200 people is a decent enough sample size to begin to figure out who your audience is. Facebook Insights will tell you what the age range of your audience is, as well as the gender. And they have lookalike audiences built in as an option with boosted posts.
Another great option is to target people who like your page and their friends. You might be surprised how big that network is. What they say about six degrees of separation is true – you are literally only six connections away from anyone, and most of the time you won’t even have to dig that deep.
The short version is this – early on, you should just run “like” campaigns to grow your following. It’s not worth doing anything else. Either target a lookalike audience or those who like your page and their friends.
Video is one of the best mediums you can use to accumulate more likes. It doesn’t need to be a video explaining why people should like your page – a great live performance video will generally do the trick.
Even when you have a bigger following, the previously mentioned tactic can still be quite effective. One additional type of campaign that can be of some value is adjusting your targeting to people with specific interests, such as bands you sound like or have been influenced by.
8. Distribute Your Music
There is a definite difference between music marketing and music distribution.
Music marketing is the proactive process of promoting your music to the world.

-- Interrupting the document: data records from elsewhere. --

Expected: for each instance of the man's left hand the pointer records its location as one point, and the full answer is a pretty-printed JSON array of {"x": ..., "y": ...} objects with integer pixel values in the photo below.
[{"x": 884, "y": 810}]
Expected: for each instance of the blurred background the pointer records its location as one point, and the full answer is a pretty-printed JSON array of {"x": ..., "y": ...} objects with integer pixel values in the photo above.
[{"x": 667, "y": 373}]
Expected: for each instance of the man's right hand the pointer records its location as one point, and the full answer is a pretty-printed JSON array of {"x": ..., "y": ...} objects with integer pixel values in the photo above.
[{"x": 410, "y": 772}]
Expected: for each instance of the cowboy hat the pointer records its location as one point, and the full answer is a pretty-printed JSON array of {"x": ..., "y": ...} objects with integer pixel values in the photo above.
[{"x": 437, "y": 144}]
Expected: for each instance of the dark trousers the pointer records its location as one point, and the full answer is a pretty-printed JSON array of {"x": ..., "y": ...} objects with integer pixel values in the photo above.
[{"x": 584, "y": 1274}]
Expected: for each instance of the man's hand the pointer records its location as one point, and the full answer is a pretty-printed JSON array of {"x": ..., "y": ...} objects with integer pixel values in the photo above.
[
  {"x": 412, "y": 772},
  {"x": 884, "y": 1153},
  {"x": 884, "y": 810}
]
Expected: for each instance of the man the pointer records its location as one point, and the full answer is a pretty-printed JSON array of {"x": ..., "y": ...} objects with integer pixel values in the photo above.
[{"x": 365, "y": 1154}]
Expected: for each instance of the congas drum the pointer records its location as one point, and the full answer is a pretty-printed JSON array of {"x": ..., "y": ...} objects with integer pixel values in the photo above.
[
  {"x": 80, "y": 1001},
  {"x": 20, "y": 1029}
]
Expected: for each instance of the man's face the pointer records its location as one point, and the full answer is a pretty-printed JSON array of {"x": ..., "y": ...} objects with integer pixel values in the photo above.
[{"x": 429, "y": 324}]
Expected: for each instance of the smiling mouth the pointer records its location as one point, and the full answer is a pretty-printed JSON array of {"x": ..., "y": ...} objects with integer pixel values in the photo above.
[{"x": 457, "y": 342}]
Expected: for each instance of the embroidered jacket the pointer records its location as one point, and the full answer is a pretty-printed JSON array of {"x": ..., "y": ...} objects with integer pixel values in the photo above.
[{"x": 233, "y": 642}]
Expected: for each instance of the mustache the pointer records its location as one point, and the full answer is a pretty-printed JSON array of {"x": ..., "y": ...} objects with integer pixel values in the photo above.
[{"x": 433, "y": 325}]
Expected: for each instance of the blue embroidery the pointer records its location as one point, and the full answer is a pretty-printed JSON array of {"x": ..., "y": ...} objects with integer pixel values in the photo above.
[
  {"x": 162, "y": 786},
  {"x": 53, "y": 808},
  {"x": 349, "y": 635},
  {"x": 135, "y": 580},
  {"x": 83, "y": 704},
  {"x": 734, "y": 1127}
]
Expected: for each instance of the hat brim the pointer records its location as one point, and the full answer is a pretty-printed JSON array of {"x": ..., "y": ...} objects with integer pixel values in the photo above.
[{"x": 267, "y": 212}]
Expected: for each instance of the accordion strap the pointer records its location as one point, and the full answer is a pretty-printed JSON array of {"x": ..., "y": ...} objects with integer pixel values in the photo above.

Music distribution is little more than the act of paying a distribution company to get your music on popular online stores and streaming sites.
But I see many artists torn about whether to distribute their music online. They worry endlessly about copyright and their music being stolen. Sadly, though, we all “steal” from somewhere, and there’s nothing truly unique about your art over anyone else's.
Distributing your music isn’t likely to make you a star overnight. But you could be missing out on some opportunities if your music isn’t available online. It could show up as a recommendation for someone, or even end up on a popular playlist without you even trying.
I’m not saying anything huge is going to happen the moment you distribute your music. But I would still suggest distributing it, because it certainly won’t hurt your marketing efforts.
9. Promote Your Music On YouTube
People now spend more time on YouTube than ever before. I think it’s fair to say that not being on YouTube can hurt your career. And, it’s still amazing to me how little some artists utilize it.
Live video is great. Lyric videos are fine. But people want to hear from you. They want to interact and engage with you. They want to know what you look like, what gear you use, what your studio recording process is.
Your goal should be to mix it up – upload music videos, vlogs, interviews, podcast episodes, announcements, acoustic covers, and so forth. Quality control is important, but your fans will understand if the production level of your videos isn't super high off the bat.
The best thing you can do for yourself is get into the habit of producing regular content and uploading something new every week. You’ll need to be disciplined, but it will be worth the effort that goes into it.
10. Get Radio Airplay
Did you just release an album you’re extremely proud of? Do you have some music in the works you think could hit it big?
Then you’re ready to put together your first college radio campaign. This will involve identifying about 200 stations that are accepting submissions for your style of music, putting together a mailout with your CD and one sheet, sending it out, and following up with stations two weeks after the fact.
Another great resource is Radio Airplay, which can help you get some free spins on internet radio. You will need to pay for their services if you want more than 10 plays per week though.
Once you’ve started getting airplay, be prepared to tour through the towns you’re being played at. This can help you reinforce that fan base.
Don’t worry about other marketing channels until you’ve mastered the above 10. These are the most critical ones, and the good news is that you may not even require all of them to build a sustainable music career.